Dissecting Changes in new Japanese Food Labeling Standard

From April 1, 2014 to March 31, 2015 the Consumers Affairs Agency (CAA) made a concerted effort to publicly discuss proposed changes to the Japanese Food Labeling Standard, as well revise its regulatory language to provide greater clarity to those in the industry. The changes were primarily designed to supply consumers with clear, coherent labeling on food products. The Standard, which applies to all food and drinks sold in Japan, does not require nutritional labeling on fresh foods, alcoholic beverages, products created by companies employing less than 20 individuals, or products imported by companies employing less than five individuals. Upon completion of the WTO notification procedure, the Standard was introduced in April 2015 with an implementation period set for five years for labeling of processed products and food additives and one and a half years for fresh products.
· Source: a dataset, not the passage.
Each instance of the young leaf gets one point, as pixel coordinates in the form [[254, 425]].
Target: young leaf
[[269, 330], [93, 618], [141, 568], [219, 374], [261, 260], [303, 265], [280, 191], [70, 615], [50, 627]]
Below are the significant changes ushered in under the new Standard:

  1. Unified Categorization of Food Products: Given the previous confusion surrounding the categorization of processed and fresh foods under both the Japan Agricultural Standard(JAS) Law and Food Sanitation Act, the Standard provides clear framework for the classification of products as either fresh food, processed food, or a food additive.
  2. Modification to Manufacturer Identification Codes: The Standard dictates new rules for the use of ID codes, which are now only authorized for use on products manufactured in multiple factories (if produced at a single site, name and address of facility is needed). ID codes must also be accompanied with contact info or a website address, otherwise the manufacturer must provide the names/addresses of production facilities. All labels require the name/address of both the manufacturer and distributor (similar rules apply to imported products).
  3. Alteration to Labeling of Allergen: Allergen now require individual labeling, meaning each ingredient containing an allergen must be listed (ex. Whey [including milk]). View the updated list of mandatory and suggested allergens, here (in Japanese).
  4. Nutritional Facts Labeling: The Standard calls for all processed foods and additives to incorporate nutritional labeling on packaging. Manufacturers/importers are now permitted to determine the serving size of their product, and what constitutes a “reasonable serving.” Lastly, three groupings were defined for the elements of nutritional labeling: mandatory, voluntary but recommended, and voluntary. For a complete breakdown of the groupings, click here.
  5. Revision of Claim Regulation: New standards are established for product content claims under the Standard. For instance, when claiming that a product contains a reduced amount of specific nutritional component, the actual difference must amount to a 25 percent difference (or more) from the previous formulation. Claims of “no added sugar” and “no added salt” are now permissible under certain conditions.
  6. Change to Rules Regarding Nutrient Function Claims System: Food products with nutrient function claims are now permitted to create claims regarding the following nutrients: vitamin K, n-3 fatty acid, and potassium. Fresh foods (excluding eggs) are now exposed to functional nutrition food standards.
  7. Amendment to Labeling of Food Additives: When manufactured for commercial sale, food additives must provide a detailed label consisting of the following: name of additive, contents (including percentage of each ingredient), amount, expiration (to be printed on box), storage instructions, and name/address of the distributor and manufacturer.
  8. Change to Food Labeling Layout Requirements: Regardless of the total surface area of a container/package, manufacturers and importers now must provide the following on a product’s label:  product name, storage instructions, expiration date, contact information of manufacturer, allergen (if applicable), and L-phenylalanine compounds (if applicable).       

How can Manufacturers Stay Compliant?

As the official end of the implementation period approaches (March 31, 2020), manufacturers may feel the pressure of the impending enforcement period (April 20, 2020). Nonetheless, resources remain to aid in the preparation of changes to the food labeling standards. Over the last five years, the CAA and health authorities at municipal governments have hosted seminars and workshops designed to assist manufacturers in comprehending the amendments to the Standard. Fear not if you’ve missed out on these opportunities, as the CAA has made documents available that offer guidance for the industry. Additionally, questions about the Standard can be directed to the CAA or local government. Once the enforcement period begins, authorities will carry out regular market surveys on food labels and will pinpoint improper labels for penalization.